# Merged Jupyter Notebook: arXiv Usage and Posting Analysis

# Section 1: Introduction

"""
This notebook summarizes the key findings from three separate notebooks:
1. `data-collection.ipynb` — collected daily usage statistics from arXiv.
2. `analysis.ipynb` — investigated whether arXiv usage depends on the day of the week.
3. `correlation.ipynb` — examined correlation between arXiv usage and number of postings per day.

We aim to understand potential seasonal patterns in usage and their relation to posting behavior, which may inform future modeling and recommendations.
"""

# Section 2: Data Loading

import pandas as pd
import matplotlib.pyplot as plt
import seaborn as sns
from scipy.stats import pearsonr
from statsmodels.formula.api import ols
import statsmodels.api as sm

# Load data
usage = pd.read_parquet("../../data/arxiv-usage.parquet")
totals = pd.read_parquet("../../data/arxiv-totals.parquet")

# Preprocessing
usage.columns = ["date", "connections"]
usage["date"] = pd.to_datetime(usage["date"])
usage.set_index("date", inplace=True)

totals.index = pd.to_datetime(totals.index)
totals = totals.loc["2024-01-01":"2025-04-10"]


# Section 3: Usage Analysis

# Daily usage distribution by day of week
usage["weekday"] = usage.index.day_name()
sns.violinplot(data=usage, x="weekday", y="connections")
plt.title("Daily arXiv Connections by Weekday")
plt.xticks(rotation=45)
plt.tight_layout()
plt.show()


# Section 4: Weekday Effect Hypothesis Test

# One-hot encode weekdays
weekday_dummies = pd.get_dummies(usage["weekday"])
usage_with_dummies = pd.concat([usage["connections"], weekday_dummies], axis=1)

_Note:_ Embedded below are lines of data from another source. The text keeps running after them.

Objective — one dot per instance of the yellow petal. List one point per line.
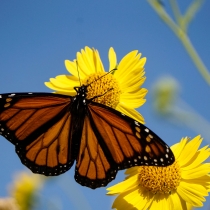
(124, 185)
(130, 113)
(134, 100)
(189, 150)
(198, 158)
(112, 59)
(74, 69)
(196, 172)
(190, 195)
(177, 149)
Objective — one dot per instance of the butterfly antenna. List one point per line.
(103, 76)
(78, 73)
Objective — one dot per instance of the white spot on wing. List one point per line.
(147, 130)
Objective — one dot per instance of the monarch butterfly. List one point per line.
(51, 131)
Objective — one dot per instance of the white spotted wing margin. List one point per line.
(36, 123)
(111, 142)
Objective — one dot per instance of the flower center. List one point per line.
(105, 87)
(160, 179)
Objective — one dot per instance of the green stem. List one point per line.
(184, 39)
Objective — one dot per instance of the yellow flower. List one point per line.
(24, 189)
(8, 204)
(120, 89)
(182, 185)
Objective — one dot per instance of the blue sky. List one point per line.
(37, 36)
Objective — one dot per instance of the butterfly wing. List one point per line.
(112, 141)
(39, 125)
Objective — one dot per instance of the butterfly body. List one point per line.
(51, 131)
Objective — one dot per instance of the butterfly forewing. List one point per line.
(50, 131)
(39, 126)
(129, 142)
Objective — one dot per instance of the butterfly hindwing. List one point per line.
(50, 131)
(112, 141)
(39, 127)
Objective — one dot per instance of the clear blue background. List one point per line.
(37, 36)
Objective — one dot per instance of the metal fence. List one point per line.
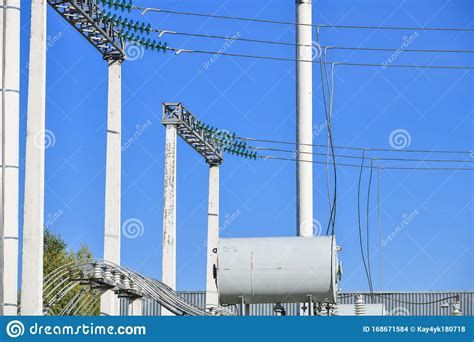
(396, 303)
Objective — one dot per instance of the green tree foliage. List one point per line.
(56, 254)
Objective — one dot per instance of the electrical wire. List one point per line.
(269, 157)
(415, 303)
(359, 222)
(379, 224)
(347, 295)
(219, 53)
(330, 139)
(272, 42)
(256, 148)
(368, 149)
(368, 221)
(278, 22)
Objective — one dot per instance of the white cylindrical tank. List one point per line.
(277, 270)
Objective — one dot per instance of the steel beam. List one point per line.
(83, 15)
(169, 212)
(33, 212)
(191, 130)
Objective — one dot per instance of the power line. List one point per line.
(368, 149)
(359, 222)
(269, 157)
(401, 28)
(220, 53)
(329, 47)
(368, 222)
(358, 157)
(278, 22)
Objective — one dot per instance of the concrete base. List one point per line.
(109, 303)
(169, 213)
(212, 297)
(33, 212)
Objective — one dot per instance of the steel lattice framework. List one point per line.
(84, 16)
(193, 132)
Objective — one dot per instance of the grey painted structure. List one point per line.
(396, 303)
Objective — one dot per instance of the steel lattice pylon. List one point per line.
(190, 129)
(83, 15)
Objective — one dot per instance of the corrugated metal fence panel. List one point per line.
(396, 303)
(410, 303)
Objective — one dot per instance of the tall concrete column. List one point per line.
(109, 303)
(169, 213)
(212, 298)
(9, 152)
(33, 212)
(304, 119)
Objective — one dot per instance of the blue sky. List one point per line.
(256, 98)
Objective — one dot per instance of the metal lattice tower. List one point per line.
(83, 15)
(189, 128)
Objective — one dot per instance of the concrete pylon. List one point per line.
(212, 297)
(169, 213)
(304, 118)
(9, 154)
(33, 212)
(109, 302)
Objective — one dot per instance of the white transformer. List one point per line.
(277, 270)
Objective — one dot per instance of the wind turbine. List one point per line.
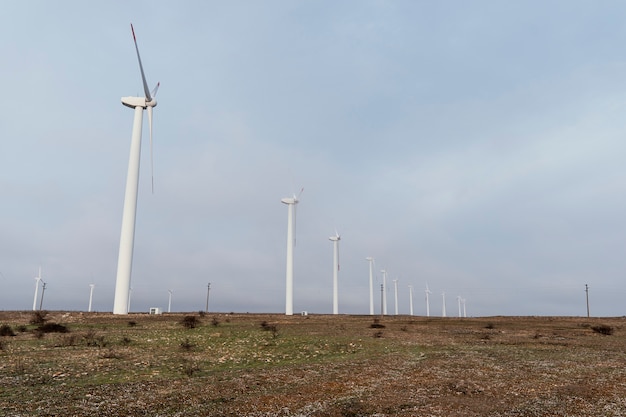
(384, 272)
(37, 283)
(43, 290)
(291, 203)
(90, 295)
(121, 303)
(335, 239)
(443, 309)
(371, 261)
(395, 291)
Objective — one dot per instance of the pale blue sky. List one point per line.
(474, 146)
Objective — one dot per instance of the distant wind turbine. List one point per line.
(371, 262)
(335, 239)
(90, 295)
(43, 291)
(443, 309)
(37, 283)
(384, 287)
(291, 203)
(121, 303)
(395, 292)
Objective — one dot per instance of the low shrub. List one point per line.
(52, 328)
(38, 318)
(190, 322)
(377, 325)
(6, 330)
(603, 329)
(186, 345)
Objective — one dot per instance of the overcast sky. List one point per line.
(474, 147)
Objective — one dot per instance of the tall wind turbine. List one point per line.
(37, 283)
(395, 292)
(335, 239)
(443, 309)
(127, 236)
(371, 261)
(291, 203)
(384, 272)
(90, 295)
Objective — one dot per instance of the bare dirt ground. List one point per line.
(316, 365)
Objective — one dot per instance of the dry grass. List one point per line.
(313, 366)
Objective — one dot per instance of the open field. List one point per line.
(316, 365)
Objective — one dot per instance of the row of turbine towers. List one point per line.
(291, 203)
(125, 257)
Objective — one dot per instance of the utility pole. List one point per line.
(208, 290)
(43, 290)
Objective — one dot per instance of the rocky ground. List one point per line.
(316, 365)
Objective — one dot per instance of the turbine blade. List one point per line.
(151, 153)
(143, 76)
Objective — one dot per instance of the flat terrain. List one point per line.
(316, 365)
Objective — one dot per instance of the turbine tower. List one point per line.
(90, 295)
(443, 309)
(384, 272)
(335, 239)
(291, 203)
(395, 292)
(121, 303)
(371, 261)
(37, 283)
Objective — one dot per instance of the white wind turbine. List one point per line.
(121, 303)
(335, 239)
(90, 295)
(395, 292)
(291, 204)
(384, 272)
(37, 283)
(443, 309)
(371, 262)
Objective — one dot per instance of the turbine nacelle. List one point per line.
(134, 102)
(289, 200)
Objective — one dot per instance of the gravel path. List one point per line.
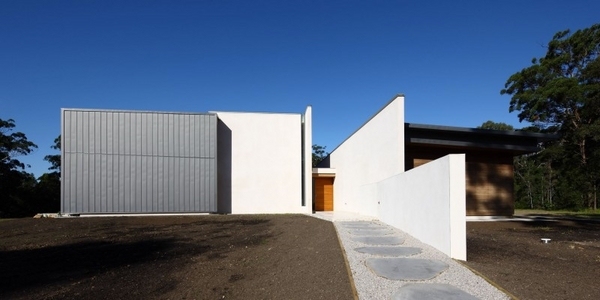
(371, 286)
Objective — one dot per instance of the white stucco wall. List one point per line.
(374, 152)
(428, 203)
(263, 171)
(307, 131)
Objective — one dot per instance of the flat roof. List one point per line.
(517, 142)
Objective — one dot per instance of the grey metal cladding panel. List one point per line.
(116, 162)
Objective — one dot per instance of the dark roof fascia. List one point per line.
(541, 137)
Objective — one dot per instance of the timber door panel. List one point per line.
(323, 193)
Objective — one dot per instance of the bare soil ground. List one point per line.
(512, 255)
(193, 257)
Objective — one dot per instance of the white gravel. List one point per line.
(371, 286)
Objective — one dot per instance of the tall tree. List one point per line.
(15, 184)
(47, 189)
(318, 154)
(560, 93)
(495, 126)
(54, 159)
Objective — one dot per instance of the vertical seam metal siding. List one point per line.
(138, 162)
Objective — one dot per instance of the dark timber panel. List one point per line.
(489, 181)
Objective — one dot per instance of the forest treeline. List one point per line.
(560, 94)
(21, 194)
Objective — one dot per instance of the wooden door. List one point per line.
(323, 193)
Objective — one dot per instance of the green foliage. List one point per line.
(16, 185)
(495, 126)
(560, 93)
(54, 159)
(21, 194)
(318, 154)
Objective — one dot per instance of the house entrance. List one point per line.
(323, 193)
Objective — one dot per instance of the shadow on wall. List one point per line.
(223, 168)
(489, 189)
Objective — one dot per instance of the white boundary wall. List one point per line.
(428, 203)
(372, 153)
(265, 163)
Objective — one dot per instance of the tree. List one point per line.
(15, 184)
(318, 154)
(54, 159)
(495, 126)
(47, 189)
(560, 93)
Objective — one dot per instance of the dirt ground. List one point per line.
(512, 255)
(193, 257)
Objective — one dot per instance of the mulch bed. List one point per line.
(513, 256)
(191, 257)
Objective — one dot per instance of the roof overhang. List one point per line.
(515, 142)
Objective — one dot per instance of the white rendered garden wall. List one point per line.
(428, 202)
(261, 157)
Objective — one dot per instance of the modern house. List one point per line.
(414, 177)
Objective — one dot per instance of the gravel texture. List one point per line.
(371, 286)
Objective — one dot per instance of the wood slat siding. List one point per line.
(138, 162)
(323, 193)
(489, 182)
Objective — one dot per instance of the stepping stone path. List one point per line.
(416, 291)
(406, 268)
(372, 232)
(381, 241)
(389, 251)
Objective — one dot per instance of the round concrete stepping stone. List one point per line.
(379, 240)
(417, 291)
(375, 232)
(406, 268)
(351, 223)
(389, 250)
(363, 226)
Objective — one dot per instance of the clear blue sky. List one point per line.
(345, 58)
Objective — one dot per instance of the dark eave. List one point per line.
(516, 142)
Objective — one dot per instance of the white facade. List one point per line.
(262, 162)
(427, 202)
(373, 153)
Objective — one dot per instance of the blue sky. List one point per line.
(345, 58)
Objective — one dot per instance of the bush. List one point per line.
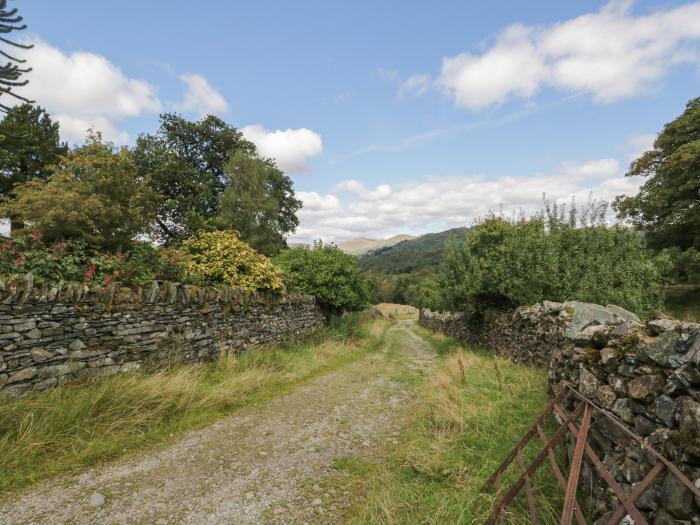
(326, 272)
(216, 258)
(506, 263)
(75, 261)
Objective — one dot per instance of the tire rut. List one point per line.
(256, 466)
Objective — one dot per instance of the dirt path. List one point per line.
(268, 464)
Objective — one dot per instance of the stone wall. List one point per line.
(57, 334)
(648, 375)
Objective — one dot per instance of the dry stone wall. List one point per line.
(647, 374)
(50, 335)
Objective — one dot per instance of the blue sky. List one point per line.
(391, 117)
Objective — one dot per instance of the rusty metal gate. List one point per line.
(568, 421)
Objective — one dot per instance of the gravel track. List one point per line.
(270, 463)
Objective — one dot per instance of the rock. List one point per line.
(588, 383)
(96, 499)
(594, 336)
(606, 396)
(643, 426)
(22, 375)
(646, 387)
(586, 314)
(675, 497)
(660, 349)
(689, 417)
(77, 345)
(664, 408)
(659, 326)
(622, 408)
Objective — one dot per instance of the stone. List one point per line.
(658, 326)
(660, 349)
(588, 383)
(646, 387)
(35, 333)
(594, 336)
(96, 499)
(606, 396)
(622, 408)
(689, 417)
(77, 345)
(664, 408)
(22, 375)
(675, 497)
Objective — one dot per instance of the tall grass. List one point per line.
(75, 426)
(474, 409)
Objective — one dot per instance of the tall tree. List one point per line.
(667, 206)
(185, 163)
(34, 156)
(10, 74)
(95, 194)
(258, 202)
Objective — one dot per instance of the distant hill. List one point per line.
(419, 253)
(362, 246)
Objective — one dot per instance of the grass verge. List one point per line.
(76, 426)
(473, 409)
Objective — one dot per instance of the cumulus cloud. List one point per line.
(417, 85)
(84, 90)
(290, 148)
(201, 98)
(611, 54)
(436, 203)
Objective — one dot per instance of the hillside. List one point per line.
(420, 253)
(362, 245)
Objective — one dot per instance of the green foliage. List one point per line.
(420, 289)
(423, 253)
(506, 263)
(215, 258)
(41, 149)
(667, 207)
(258, 202)
(75, 261)
(94, 194)
(326, 272)
(184, 162)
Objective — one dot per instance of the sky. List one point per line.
(393, 116)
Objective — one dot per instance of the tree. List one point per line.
(33, 157)
(258, 202)
(185, 164)
(212, 258)
(506, 263)
(326, 272)
(94, 194)
(667, 206)
(10, 75)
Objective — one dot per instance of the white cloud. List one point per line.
(201, 98)
(290, 148)
(86, 90)
(611, 54)
(417, 85)
(436, 203)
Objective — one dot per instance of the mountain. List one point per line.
(361, 246)
(412, 255)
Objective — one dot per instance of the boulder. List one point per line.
(646, 387)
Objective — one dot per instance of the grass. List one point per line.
(683, 302)
(76, 426)
(474, 407)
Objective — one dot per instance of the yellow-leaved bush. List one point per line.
(220, 257)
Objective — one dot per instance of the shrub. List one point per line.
(214, 258)
(506, 263)
(75, 261)
(326, 272)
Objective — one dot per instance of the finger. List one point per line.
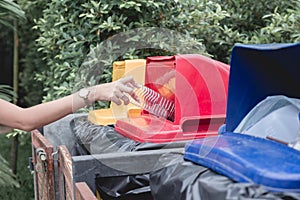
(125, 88)
(116, 100)
(129, 81)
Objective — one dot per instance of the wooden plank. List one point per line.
(83, 192)
(65, 170)
(44, 170)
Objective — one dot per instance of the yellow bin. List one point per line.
(134, 68)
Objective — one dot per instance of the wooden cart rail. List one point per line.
(44, 173)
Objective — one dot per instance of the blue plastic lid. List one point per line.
(245, 158)
(258, 71)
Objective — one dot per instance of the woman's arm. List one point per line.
(37, 116)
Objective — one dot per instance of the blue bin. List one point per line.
(257, 71)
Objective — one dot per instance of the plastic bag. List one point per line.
(276, 117)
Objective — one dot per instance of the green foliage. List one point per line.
(7, 93)
(9, 11)
(71, 29)
(68, 31)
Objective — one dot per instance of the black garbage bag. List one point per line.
(134, 187)
(184, 180)
(97, 139)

# OLS regression with weekday predictors
X = usage_with_dummies.drop(columns=["connections"])
X = sm.add_constant(X)
y = usage_with_dummies["connections"]
model = sm.OLS(y, X).fit()
print(model.summary())

# Section 5: Correlation with Posting Activity

# Create daily totals (row sums)
totals_sum_df = pd.DataFrame({"total_appearances": totals.sum(axis=1)})

# Align with usage
df_corr = pd.merge(
    totals_sum_df, usage[["connections"]], left_index=True, right_index=True
)

# Correlation
r, p_value = pearsonr(df_corr["total_appearances"], df_corr["connections"])
print(f"Pearson correlation: {r:.4f}, p-value: {p_value:.4e}")

# Scatterplot
sns.scatterplot(
    x="total_appearances", y="connections", data=df_corr, alpha=0.6
)
plt.title("arXiv Connections vs Total Postings")
plt.xlabel("Total Appearances")
plt.ylabel("Connections")
plt.tight_layout()
plt.show()

# Section 6: Conclusion

"""
Key Findings:
- Usage is relatively stable across weekdays, with no statistically significant weekday effect (p > 0.05 in all months except July).
- There is a statistically significant but modest correlation (r = 0.2482, p ≈ 5.7e-08) between daily arXiv usage and total article postings.

This suggests that while usage is not heavily seasonal, it may weakly reflect submission volumes, and can be cautiously used in forecasting or recommendation systems.
"""